Procedure is a strange creature, it changes every time a new manager comes to Chickenland. When I started, procedure only encompassed big ticket food prep, i.e. chicken and biscuits. But as the months turned to years and managers and employees came and went, I watched procedure grow to swallow up cleaning, smoke breaks, ALL food, and customer service. Even the way the money is lined up in the register has some touch of procedure. "Tumble-tumble, dust-dust, dip-dip, shake-shake, tumble-tumble, dust-dust." That is the procedure for dropping chicken. The idea of breading chicken is to cover the chicken in flour and put it into hot oil. But at Chickenland, it is of the utmost importance that the chicken is held in the correct position, dropped into the flour bone side down, and dusted off by tapping the tops of your wrists together. Tapping the bottom of your wrists or tapping the chicken itself together is NOT PROCEDURE and is therefore the wrong way to do it. "But I learned how to fry chicken a different way." Unlearn it. "But so-and-so taught me to do biscuits this way." Doesn't matter.

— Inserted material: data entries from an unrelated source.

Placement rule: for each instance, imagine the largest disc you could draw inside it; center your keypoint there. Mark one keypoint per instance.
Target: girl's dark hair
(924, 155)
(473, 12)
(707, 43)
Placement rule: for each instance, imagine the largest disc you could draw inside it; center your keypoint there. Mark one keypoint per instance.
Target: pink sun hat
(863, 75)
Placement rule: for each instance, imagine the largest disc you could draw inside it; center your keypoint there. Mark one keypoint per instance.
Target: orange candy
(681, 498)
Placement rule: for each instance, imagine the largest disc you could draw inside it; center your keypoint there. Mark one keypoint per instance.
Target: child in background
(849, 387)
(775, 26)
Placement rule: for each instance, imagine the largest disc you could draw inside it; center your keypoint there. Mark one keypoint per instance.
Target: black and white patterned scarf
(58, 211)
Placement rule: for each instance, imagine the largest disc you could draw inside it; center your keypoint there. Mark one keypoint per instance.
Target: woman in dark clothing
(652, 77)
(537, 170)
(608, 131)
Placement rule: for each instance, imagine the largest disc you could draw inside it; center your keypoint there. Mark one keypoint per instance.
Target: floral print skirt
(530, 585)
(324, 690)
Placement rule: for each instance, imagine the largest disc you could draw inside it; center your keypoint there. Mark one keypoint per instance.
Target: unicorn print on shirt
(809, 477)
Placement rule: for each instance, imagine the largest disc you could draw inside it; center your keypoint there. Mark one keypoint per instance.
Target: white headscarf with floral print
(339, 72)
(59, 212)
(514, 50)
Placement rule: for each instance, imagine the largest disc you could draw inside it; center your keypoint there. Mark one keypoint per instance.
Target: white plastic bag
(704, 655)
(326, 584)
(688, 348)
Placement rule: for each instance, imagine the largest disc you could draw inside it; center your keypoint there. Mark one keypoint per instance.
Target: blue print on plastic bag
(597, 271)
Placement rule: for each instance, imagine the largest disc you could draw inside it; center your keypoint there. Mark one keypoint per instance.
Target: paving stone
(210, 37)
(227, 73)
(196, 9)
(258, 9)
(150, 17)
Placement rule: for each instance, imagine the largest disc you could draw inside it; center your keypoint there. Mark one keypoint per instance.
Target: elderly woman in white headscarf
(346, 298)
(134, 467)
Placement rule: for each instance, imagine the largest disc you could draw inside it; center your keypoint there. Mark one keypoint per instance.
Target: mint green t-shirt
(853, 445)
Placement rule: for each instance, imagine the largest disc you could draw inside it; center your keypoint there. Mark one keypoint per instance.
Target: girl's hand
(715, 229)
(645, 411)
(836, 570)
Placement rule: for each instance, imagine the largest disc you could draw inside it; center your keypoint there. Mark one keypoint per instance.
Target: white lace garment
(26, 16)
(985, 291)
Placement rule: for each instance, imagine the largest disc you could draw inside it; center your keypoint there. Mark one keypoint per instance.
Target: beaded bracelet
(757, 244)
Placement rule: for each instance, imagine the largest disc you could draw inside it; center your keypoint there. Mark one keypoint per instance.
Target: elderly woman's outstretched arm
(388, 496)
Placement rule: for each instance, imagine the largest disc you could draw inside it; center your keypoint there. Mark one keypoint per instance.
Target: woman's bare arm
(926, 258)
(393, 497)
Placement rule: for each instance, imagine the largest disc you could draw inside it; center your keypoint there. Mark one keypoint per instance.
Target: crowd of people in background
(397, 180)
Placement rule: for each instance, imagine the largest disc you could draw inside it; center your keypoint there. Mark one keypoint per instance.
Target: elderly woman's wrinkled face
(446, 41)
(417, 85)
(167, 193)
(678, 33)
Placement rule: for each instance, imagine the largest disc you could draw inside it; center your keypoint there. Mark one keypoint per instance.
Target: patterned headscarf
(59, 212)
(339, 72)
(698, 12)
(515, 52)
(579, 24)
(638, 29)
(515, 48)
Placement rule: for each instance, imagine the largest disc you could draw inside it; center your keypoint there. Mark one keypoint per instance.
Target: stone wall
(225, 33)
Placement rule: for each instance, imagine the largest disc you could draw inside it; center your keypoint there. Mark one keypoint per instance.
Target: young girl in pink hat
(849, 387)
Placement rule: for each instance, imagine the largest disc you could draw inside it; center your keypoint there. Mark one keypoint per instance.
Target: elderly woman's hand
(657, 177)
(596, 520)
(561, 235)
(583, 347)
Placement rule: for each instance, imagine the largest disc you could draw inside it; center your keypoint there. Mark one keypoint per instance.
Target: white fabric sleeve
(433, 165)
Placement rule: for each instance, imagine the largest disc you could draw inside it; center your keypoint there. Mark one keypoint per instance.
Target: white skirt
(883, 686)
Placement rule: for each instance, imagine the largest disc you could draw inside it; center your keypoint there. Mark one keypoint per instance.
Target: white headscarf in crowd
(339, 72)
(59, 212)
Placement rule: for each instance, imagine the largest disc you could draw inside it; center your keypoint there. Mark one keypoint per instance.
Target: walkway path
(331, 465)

For the employees of Chickenland, procedure is: the most inefficient and time-consuming way to finish a task. All for the sake of uniformity in taste. You WILL press the biscuit dough 6 times before using one of the two rolling pins. No more, no less. You WILL only use the mop with the red handle for the frontline and only for the frontline. The oil in the vats WILL be filtered for EXACTLY 15 minutes. You better not finish your job in under an hour or somebody's going to get written up. Oh procedure, why you no make sense?!
Procedure can be gotten around though. It all depends on who the manager is, if the manager is watching you, if you're on camera, or if it really doesn't make sense to do it by procedure. The Customer wants an item that we don't have at the time and will take about 10 minutes in the oven to cook. No worries, we'll just throw it in the fryer for 4 minutes. Customer gets food, cashier doesn't have to stress, everyone's happy. If no one's watching you, you can get away with just about anything. Procedure says that we can't use a hose to rinse off the floors. So? Alright, enough about procedure (the little monster).